With the DNA database that was created as a result, a piece of ivory can now be traced back to its origin within 186 miles. That information helped scientists identify two major poaching “hot spots,” but the crisis affecting elephants has continued.

Now, their work testing tusks from seizures has just led them to Africa’s three largest ivory cartels operating in Mombasa, Kenya; Entebbe, Uganda; and Lomé, Togo.

As they explained in a statement, they would identify pairs of tusks by sorting them according to their base, color and gum line, where the lip rests on the tusk, so they would only need to test one tusk at a time. However, this approach led to the discovery that tusks were being split up and shipped separately.

By comparing DNA samples from tusks from large shipments that were collected from 2011 to 2014, they were able to match up tusks from multiple shipments, even though they weren’t testing them all. That allowed them to connect the tusks to the criminals behind the trade.

“There is so much information in an ivory seizure — so much more than what a traditional investigation can uncover,” said Samuel Wasser, the study’s lead author, who is director of the UWCenter for Conservation Biologyand a professor of biology. “Not only can we identify the geographic origins of the poached elephants and the number of populations represented in a seizure, but we can use the same genetic tools to link different seizures to the same underlying criminal network.”

Linking those shipments to the same criminal networks can help law enforcement build evidence against cartels, along with adding multiple criminal charges against smugglers and those leading these operations.
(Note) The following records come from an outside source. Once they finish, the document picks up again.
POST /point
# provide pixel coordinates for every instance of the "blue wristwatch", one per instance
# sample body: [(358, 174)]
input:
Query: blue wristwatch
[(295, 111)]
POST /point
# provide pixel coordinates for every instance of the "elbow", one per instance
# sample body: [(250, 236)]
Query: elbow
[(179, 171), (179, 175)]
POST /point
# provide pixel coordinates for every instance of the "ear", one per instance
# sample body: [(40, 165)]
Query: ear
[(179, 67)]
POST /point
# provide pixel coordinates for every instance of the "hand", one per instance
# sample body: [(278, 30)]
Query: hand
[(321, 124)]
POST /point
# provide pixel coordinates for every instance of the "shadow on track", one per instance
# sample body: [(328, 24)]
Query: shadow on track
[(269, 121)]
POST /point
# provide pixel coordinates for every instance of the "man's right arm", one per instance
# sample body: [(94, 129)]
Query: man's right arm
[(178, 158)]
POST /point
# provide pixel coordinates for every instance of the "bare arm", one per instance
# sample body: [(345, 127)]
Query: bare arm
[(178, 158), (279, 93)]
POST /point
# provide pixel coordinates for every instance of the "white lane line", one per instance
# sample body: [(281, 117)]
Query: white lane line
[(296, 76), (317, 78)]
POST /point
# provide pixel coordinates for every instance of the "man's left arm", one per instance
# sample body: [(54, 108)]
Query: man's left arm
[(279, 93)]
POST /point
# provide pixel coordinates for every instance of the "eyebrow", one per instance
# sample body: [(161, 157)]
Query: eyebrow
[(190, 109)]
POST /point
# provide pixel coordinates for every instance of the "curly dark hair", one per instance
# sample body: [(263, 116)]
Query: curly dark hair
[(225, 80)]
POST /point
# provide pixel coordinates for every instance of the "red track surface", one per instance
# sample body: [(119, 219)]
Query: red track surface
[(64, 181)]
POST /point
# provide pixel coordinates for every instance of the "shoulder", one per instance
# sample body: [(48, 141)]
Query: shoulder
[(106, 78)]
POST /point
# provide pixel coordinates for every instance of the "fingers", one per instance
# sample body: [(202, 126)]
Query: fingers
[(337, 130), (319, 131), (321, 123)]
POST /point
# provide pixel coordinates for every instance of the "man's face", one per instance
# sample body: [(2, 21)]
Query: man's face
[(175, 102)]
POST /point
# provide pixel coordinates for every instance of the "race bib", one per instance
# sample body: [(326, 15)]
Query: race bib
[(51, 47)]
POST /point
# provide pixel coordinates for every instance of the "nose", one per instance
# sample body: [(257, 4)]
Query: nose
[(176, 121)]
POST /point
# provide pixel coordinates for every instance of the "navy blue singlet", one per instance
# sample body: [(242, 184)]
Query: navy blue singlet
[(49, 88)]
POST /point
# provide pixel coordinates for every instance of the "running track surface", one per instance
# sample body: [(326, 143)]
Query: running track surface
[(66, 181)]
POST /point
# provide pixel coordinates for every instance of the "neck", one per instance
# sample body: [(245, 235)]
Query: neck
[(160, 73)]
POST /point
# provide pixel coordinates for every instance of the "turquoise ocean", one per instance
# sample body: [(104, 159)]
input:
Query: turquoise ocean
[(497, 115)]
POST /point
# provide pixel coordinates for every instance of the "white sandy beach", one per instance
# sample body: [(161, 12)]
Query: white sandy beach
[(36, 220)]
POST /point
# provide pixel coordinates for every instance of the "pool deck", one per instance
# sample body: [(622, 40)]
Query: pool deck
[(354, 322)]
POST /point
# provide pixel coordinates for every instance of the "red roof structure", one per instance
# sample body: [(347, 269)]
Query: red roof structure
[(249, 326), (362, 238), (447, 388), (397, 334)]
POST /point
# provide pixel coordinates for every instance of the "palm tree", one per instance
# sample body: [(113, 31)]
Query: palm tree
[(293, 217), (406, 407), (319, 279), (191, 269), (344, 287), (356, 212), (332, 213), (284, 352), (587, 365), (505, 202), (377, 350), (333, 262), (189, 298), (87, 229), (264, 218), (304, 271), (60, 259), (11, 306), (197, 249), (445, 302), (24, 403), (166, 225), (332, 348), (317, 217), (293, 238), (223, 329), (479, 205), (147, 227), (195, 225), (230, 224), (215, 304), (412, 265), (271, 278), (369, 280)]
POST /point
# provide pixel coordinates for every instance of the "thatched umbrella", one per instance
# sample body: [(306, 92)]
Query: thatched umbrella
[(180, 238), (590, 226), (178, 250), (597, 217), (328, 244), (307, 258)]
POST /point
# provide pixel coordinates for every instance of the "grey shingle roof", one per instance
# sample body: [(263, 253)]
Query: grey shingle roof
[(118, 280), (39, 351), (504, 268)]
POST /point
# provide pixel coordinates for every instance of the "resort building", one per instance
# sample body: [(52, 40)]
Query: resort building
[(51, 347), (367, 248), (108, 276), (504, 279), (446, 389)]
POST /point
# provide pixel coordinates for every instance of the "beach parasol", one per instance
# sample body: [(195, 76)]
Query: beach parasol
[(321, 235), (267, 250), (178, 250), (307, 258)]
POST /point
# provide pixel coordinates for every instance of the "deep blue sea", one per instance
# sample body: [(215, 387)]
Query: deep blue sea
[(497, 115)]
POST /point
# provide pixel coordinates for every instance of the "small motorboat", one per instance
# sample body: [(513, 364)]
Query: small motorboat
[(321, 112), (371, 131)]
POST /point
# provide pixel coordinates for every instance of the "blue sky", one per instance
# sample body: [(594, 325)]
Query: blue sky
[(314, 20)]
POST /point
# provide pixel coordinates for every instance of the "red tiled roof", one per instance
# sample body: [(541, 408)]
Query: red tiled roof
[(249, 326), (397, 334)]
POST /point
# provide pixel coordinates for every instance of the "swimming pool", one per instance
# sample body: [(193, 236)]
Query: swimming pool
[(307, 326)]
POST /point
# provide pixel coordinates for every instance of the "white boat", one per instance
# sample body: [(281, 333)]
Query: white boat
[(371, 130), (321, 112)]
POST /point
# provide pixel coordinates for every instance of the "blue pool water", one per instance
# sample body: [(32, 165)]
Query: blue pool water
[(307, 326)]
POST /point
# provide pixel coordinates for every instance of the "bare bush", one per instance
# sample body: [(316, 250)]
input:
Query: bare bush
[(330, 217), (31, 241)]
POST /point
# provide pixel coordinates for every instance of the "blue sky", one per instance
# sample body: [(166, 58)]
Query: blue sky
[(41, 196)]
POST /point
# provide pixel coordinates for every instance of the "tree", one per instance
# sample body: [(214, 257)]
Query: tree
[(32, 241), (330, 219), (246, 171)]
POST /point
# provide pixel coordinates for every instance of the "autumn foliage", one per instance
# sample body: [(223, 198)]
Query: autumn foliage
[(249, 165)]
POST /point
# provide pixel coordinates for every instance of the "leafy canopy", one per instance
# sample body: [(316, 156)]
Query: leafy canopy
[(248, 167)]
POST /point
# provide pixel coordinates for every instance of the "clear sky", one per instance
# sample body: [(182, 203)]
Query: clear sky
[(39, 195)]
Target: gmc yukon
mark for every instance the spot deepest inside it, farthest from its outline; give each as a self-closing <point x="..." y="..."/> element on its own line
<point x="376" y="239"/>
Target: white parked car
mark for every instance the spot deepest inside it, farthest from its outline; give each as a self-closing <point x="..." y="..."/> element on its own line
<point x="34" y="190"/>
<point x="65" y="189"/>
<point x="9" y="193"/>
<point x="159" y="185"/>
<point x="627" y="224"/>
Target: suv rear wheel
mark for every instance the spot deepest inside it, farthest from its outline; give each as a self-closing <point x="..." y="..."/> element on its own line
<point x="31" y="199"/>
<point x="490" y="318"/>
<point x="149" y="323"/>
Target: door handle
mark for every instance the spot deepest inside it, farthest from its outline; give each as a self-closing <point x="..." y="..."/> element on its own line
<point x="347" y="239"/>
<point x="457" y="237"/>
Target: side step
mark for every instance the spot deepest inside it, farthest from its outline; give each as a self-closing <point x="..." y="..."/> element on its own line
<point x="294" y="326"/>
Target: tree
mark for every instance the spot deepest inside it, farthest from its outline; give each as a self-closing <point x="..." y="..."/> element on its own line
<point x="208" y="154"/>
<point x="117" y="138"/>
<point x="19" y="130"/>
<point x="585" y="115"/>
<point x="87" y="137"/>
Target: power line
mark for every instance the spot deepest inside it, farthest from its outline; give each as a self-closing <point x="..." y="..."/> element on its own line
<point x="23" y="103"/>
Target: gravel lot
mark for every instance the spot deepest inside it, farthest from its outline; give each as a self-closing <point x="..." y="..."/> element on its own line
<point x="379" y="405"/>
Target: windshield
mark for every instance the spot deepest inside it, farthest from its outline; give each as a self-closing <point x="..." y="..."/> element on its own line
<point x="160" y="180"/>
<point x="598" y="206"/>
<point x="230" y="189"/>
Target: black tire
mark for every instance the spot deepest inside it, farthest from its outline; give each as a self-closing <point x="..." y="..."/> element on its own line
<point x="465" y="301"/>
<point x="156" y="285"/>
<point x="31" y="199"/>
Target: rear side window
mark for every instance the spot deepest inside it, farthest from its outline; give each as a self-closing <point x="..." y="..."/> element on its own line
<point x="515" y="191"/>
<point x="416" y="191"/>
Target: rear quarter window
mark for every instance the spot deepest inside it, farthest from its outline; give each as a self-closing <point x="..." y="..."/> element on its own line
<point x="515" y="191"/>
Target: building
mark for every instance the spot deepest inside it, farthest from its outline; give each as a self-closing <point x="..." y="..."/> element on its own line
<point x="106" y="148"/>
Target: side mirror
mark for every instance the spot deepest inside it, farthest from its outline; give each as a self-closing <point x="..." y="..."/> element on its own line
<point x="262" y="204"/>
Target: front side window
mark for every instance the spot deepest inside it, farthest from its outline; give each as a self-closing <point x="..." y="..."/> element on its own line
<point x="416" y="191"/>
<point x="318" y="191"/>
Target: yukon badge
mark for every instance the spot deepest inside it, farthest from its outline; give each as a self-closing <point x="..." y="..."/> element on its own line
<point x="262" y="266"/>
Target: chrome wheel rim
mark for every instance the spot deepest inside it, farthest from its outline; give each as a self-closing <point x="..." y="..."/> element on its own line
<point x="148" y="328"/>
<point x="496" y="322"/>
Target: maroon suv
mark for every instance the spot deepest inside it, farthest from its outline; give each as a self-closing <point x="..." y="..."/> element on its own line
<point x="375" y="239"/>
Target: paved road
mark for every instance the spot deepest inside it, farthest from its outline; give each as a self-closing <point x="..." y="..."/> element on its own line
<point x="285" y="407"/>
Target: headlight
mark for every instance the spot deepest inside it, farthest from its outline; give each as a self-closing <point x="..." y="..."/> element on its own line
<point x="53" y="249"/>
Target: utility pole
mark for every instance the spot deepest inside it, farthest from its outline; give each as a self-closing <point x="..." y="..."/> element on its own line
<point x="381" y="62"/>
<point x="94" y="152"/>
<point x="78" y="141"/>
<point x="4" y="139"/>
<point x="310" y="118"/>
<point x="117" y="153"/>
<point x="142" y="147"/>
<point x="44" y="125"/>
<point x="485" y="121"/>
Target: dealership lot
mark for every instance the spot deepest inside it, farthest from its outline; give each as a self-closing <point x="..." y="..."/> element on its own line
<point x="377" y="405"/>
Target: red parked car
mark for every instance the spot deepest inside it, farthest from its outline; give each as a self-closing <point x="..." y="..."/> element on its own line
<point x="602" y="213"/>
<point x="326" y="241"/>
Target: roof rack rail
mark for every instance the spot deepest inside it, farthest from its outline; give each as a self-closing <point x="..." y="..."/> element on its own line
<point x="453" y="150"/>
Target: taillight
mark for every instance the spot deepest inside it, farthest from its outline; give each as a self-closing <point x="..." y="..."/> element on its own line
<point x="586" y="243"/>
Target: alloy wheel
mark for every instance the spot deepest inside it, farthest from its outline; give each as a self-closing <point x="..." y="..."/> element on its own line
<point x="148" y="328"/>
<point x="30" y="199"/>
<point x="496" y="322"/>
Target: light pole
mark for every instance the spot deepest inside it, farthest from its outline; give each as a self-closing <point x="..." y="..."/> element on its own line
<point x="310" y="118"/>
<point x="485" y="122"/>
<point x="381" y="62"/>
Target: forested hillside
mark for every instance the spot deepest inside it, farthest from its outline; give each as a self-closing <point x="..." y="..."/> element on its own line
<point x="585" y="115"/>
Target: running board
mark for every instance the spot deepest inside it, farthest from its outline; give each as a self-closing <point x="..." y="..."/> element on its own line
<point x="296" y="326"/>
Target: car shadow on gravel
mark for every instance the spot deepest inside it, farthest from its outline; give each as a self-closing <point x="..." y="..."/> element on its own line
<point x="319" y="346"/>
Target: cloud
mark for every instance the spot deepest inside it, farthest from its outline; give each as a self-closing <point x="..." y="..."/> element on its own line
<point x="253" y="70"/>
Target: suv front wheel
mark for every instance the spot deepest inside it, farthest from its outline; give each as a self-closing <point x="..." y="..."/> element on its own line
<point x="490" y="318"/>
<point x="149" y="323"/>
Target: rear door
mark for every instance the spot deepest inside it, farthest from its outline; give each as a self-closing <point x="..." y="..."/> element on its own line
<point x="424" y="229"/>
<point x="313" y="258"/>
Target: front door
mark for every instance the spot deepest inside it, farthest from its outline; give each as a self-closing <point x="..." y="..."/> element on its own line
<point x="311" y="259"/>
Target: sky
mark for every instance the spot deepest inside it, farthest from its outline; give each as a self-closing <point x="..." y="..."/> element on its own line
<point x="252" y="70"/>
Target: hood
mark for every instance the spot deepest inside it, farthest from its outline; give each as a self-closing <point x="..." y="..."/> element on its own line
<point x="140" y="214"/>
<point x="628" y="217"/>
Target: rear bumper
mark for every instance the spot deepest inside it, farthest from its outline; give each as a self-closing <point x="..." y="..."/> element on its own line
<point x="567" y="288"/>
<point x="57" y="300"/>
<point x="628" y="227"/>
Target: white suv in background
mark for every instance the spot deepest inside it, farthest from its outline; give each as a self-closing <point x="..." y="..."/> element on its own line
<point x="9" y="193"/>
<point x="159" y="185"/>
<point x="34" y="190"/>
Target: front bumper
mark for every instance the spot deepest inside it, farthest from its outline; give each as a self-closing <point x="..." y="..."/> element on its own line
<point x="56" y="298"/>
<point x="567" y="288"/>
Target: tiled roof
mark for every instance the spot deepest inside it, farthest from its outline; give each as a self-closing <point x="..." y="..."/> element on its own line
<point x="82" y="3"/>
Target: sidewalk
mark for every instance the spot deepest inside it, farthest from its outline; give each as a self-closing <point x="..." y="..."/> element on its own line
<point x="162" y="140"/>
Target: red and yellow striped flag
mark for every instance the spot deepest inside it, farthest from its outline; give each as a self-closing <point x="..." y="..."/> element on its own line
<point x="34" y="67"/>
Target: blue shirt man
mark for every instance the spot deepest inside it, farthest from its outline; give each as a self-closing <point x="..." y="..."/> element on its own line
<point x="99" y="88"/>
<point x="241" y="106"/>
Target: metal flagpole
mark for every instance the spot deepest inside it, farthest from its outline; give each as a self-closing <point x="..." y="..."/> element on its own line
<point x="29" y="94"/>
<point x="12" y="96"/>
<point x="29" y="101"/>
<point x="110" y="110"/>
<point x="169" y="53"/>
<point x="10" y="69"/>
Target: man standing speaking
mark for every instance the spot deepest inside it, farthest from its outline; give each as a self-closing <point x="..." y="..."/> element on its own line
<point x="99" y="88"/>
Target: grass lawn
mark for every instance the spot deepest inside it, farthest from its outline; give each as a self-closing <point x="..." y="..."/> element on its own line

“We reveal connections between what would otherwise be isolated ivory seizures — linking seizures not just to specific criminal networks operating in these ports, but to poaching and transport networks that funnel the tusks hundreds of miles to these cartels,” added Wasser. “It is an investigative tool to help officials track these networks and collect evidence for criminal cases.”

While it’s still an expensive and time consuming process, scientists are working towards ways to make it as efficient and effective and as possible.